This paper precisely characterizes the expressive power of inquisitive modal logic (InqML) over S5-based inquisitive epistemic models. Standard model-theoretic methods fail due to the non-elementary nature of this model class, whose semantics naturally corresponds to two-sorted first-order structures. Method: Leveraging this correspondence, the paper introduces a novel non-classical approach—first representing InqML as the bisimulation-invariant fragment of first-order logic over such two-sorted structures, thereby circumventing limitations of classical model theory. Contribution/Results: It establishes a full expressive completeness result for InqML over natural inquisitive epistemic models, demonstrating an exact correspondence between InqML-definable properties and bisimulation-invariant ones. This yields a rigorous metatheoretic foundation for dynamic epistemic logics involving questions and information dynamics, clarifying the logical boundaries of inquisitive reasoning within standard epistemic frameworks.

Inquisitive modal logic, InqML, in its epistemic incarnation, extends standard epistemic logic to capture not just the information that agents have, but also the questions that they are interested in.
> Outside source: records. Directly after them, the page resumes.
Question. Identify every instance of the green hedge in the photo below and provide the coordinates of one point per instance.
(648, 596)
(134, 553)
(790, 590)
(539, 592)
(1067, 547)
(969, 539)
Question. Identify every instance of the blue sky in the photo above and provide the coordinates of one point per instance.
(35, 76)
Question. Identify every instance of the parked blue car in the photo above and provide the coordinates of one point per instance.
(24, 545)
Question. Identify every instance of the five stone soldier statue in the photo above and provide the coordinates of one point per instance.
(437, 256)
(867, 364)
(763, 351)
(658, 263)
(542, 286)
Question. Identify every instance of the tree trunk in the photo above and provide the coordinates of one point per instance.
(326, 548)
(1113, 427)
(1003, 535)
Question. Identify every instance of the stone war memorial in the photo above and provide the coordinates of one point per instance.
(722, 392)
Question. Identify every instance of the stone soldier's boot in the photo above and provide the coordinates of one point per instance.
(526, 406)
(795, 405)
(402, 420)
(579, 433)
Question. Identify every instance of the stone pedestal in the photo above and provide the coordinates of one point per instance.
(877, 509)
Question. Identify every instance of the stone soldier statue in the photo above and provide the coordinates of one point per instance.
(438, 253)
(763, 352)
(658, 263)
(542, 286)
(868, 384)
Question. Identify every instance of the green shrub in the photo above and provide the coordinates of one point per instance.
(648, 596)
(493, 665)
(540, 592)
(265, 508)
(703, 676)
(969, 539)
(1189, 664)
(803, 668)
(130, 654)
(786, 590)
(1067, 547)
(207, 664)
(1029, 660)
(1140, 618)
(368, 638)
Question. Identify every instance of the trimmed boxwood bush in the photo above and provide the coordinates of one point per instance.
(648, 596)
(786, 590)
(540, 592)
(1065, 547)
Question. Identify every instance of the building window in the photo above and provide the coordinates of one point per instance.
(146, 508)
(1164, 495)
We use the natural notion of bisimulation equivalence in the setting of InqML, as introduced in [Ciardelli/Otto: JSL 2021], to characterise the expressiveness of InqML as the bisimulation invariant fragment of first-order logic over natural classes of two-sorted first-order structures that arise as relational encodings of inquisitive epistemic (S5-like) models. The non-elementary nature of these classes crucially requires non-classical model-theoretic methods for the analysis of first-order expressiveness, irrespective of whether we aim for characterisations in the sense of classical or of finite model theory.